Compare the best GIC rates in Canada 2022
In addition to the payment schedule, you will want to understand how interest is compounded for the GIC you are considering.
- With simple interest, the bank only pays interest on the original principal. This means that if you invest $100,000 in a two-year GIC with a yield of 1.25%, you will receive $1,250 in interest each year. Thus, at the end of the second year, the interest payment will total $2,500.
- With compound interest, the bank pays interest on the initial principal and the interest earned at each interval. For the same investment as above, with compound interest, you will earn $1,279.19 in interest after one year and $2,515.52 at the end of the two-year period. It’s an extra $15.52.
Obviously, compound interest is the most profitable option, but also pay attention to the payment schedule. In the scenario above, there is an annual payment, but if there was compound monthly interest, you would earn even more – at the end of your two-year term, the CIC would have $2,530.18 in interest monthly compounds.

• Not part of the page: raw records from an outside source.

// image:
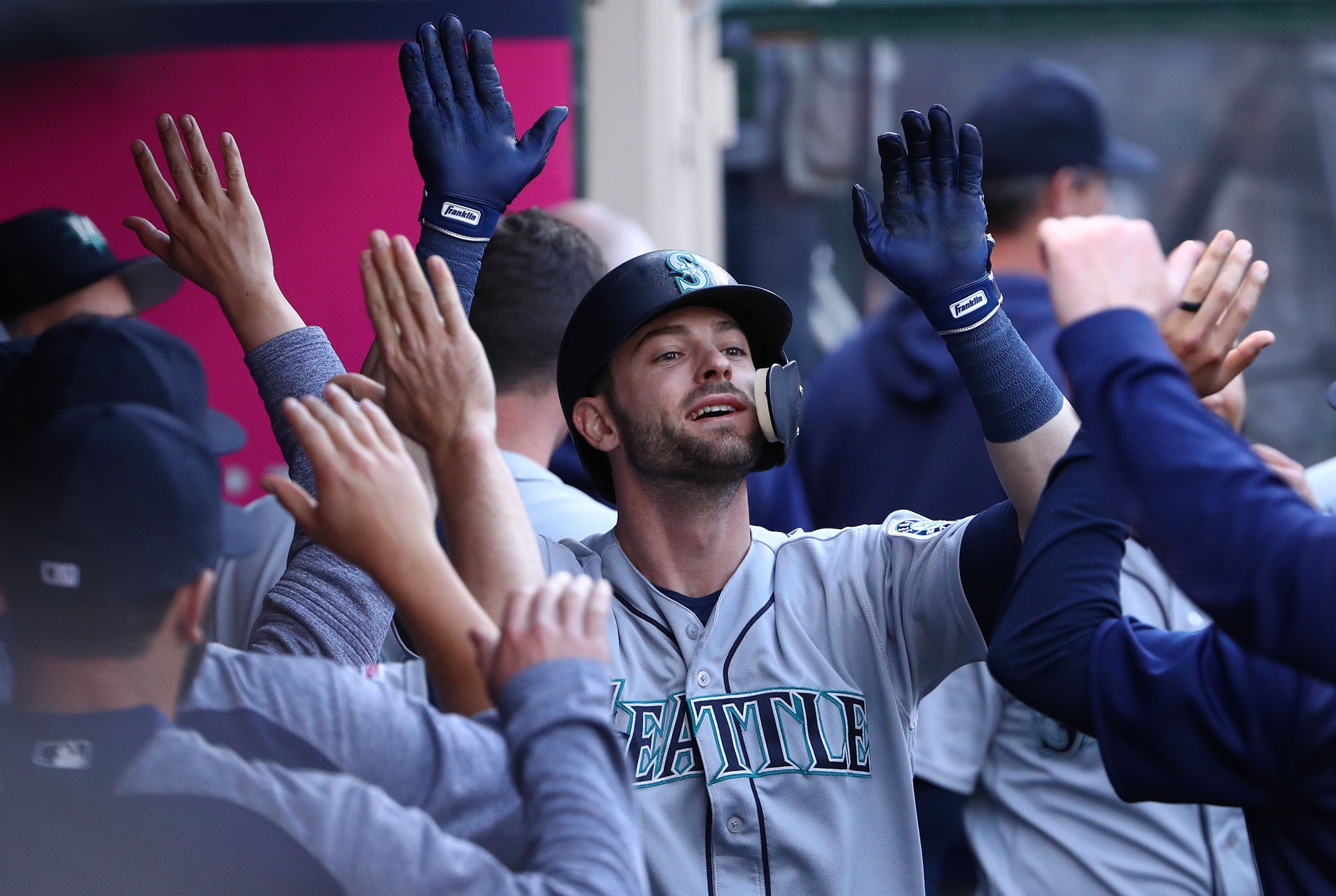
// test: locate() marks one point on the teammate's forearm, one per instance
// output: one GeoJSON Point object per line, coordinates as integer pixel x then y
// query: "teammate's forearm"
{"type": "Point", "coordinates": [440, 612]}
{"type": "Point", "coordinates": [1065, 589]}
{"type": "Point", "coordinates": [464, 258]}
{"type": "Point", "coordinates": [487, 528]}
{"type": "Point", "coordinates": [1259, 560]}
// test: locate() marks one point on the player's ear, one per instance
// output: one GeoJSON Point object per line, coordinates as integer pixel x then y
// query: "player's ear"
{"type": "Point", "coordinates": [594, 421]}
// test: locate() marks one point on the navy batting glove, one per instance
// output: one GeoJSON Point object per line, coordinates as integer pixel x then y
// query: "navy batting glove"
{"type": "Point", "coordinates": [463, 131]}
{"type": "Point", "coordinates": [930, 235]}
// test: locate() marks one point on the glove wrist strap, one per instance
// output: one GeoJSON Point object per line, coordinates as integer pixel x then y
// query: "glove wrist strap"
{"type": "Point", "coordinates": [964, 308]}
{"type": "Point", "coordinates": [459, 217]}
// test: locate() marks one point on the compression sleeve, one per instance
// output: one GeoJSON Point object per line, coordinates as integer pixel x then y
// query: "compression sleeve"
{"type": "Point", "coordinates": [990, 549]}
{"type": "Point", "coordinates": [1067, 587]}
{"type": "Point", "coordinates": [1260, 561]}
{"type": "Point", "coordinates": [464, 257]}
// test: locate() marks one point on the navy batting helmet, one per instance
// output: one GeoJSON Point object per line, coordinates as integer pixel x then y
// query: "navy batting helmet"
{"type": "Point", "coordinates": [650, 286]}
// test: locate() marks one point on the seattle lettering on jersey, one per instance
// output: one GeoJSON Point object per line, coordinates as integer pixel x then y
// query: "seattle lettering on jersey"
{"type": "Point", "coordinates": [776, 731]}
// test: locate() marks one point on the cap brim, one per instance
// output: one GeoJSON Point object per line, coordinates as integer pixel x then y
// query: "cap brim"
{"type": "Point", "coordinates": [1128, 158]}
{"type": "Point", "coordinates": [149, 281]}
{"type": "Point", "coordinates": [225, 434]}
{"type": "Point", "coordinates": [240, 534]}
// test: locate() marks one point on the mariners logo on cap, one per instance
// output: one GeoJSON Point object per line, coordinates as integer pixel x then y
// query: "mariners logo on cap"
{"type": "Point", "coordinates": [87, 231]}
{"type": "Point", "coordinates": [691, 270]}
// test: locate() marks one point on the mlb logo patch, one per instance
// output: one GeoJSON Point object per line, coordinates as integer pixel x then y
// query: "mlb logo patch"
{"type": "Point", "coordinates": [463, 214]}
{"type": "Point", "coordinates": [59, 574]}
{"type": "Point", "coordinates": [74, 755]}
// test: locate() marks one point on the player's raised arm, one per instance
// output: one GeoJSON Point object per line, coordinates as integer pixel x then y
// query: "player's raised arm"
{"type": "Point", "coordinates": [440, 392]}
{"type": "Point", "coordinates": [216, 238]}
{"type": "Point", "coordinates": [1234, 536]}
{"type": "Point", "coordinates": [929, 238]}
{"type": "Point", "coordinates": [472, 162]}
{"type": "Point", "coordinates": [375, 512]}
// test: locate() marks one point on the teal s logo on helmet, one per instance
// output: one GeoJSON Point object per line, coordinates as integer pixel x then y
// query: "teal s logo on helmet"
{"type": "Point", "coordinates": [692, 272]}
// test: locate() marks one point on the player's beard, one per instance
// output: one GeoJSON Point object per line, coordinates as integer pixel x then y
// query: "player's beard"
{"type": "Point", "coordinates": [665, 450]}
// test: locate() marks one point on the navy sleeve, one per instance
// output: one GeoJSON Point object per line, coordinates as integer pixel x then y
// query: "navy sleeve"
{"type": "Point", "coordinates": [464, 257]}
{"type": "Point", "coordinates": [1260, 561]}
{"type": "Point", "coordinates": [1067, 587]}
{"type": "Point", "coordinates": [989, 552]}
{"type": "Point", "coordinates": [941, 827]}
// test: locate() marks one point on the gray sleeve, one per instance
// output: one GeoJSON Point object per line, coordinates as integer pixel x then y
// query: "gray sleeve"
{"type": "Point", "coordinates": [452, 767]}
{"type": "Point", "coordinates": [322, 605]}
{"type": "Point", "coordinates": [956, 727]}
{"type": "Point", "coordinates": [578, 803]}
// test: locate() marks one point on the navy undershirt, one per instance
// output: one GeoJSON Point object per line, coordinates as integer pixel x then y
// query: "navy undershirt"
{"type": "Point", "coordinates": [702, 607]}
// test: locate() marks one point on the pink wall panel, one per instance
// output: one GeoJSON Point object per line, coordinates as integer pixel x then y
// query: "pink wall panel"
{"type": "Point", "coordinates": [324, 132]}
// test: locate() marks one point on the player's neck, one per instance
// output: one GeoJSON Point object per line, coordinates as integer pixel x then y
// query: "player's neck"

Remember that you agree to the terms (the principal and how the interest will be paid) when you sign the GIC contract. Once done, you cannot change the terms and conditions. Payment terms will affect the amount of interest you will ultimately earn, so it is important that you review them carefully.
How does the Bank of Canada’s overnight rate affect GIC rates?
The Bank of Canada (BoC) sets a key interest rate, also known as the overnight rate. This is the interest rate at which financial institutions borrow or lend funds to each other, and it is almost always the lowest rate available at any given time. Financial institutions also have a prime rate, which moves in parallel with the Bank of Canada’s overnight rate.
Changes in the prime rate affect interest earned on GICs, high interest savings accounts (HISA) and other investment vehicles. When the overnight rate increases, individuals can earn higher interest on the aforementioned types of savings because financial institutions have more flexibility to compete on the interest rates they offer. On the other hand, people who are retired or living on a fixed income from a savings fund can be negatively affected when the overnight rate drops.
Does inflation affect GIC rates?
GICs are term deposits, which means that you essentially “lock in” them for a fixed term. If during this period the rate of inflation exceeds your interest rate, you will lose money in real terms. In the example above, your $100,000 deposit would earn $1,250 in simple interest at the end of the term. But if the inflation rate is 2%, you are actually losing 0.75%, or $750, per year. Deflation, on the other hand, can favor your investments and increase the purchasing power of the money you earn. All of this to say that inflation and deflation are important variables when evaluating the interest rates of the GICs available to you.
The best time to buy GICs
The best time to buy a GIC is when you’re saving for a goal, like tuition, a down payment, or a trip. But it can also be a good idea to invest in GICs when you feel risk averse. You may be considering a GIC as a way to balance your portfolio or generate passive income in retirement or if you take time off from work to raise your family, for example. While GICs don’t tend to have the highest interest rates of any investment vehicle available to Canadians, they offer a low-risk way to store money while earning interest.
If you’re considering adding a GIC to your portfolio, you’ll want to pay attention to a few key numbers. The interest rate of the GIC itself is a good place to start. Generally, the higher the interest rate, the more attractive the product. It’s also beneficial to look at the likely rate of inflation or deflation you can expect over the term to determine if that factor is likely to eat away at or improve your earnings. If you find the numbers work, a GIC can be a great risk-free investment for a set period of time.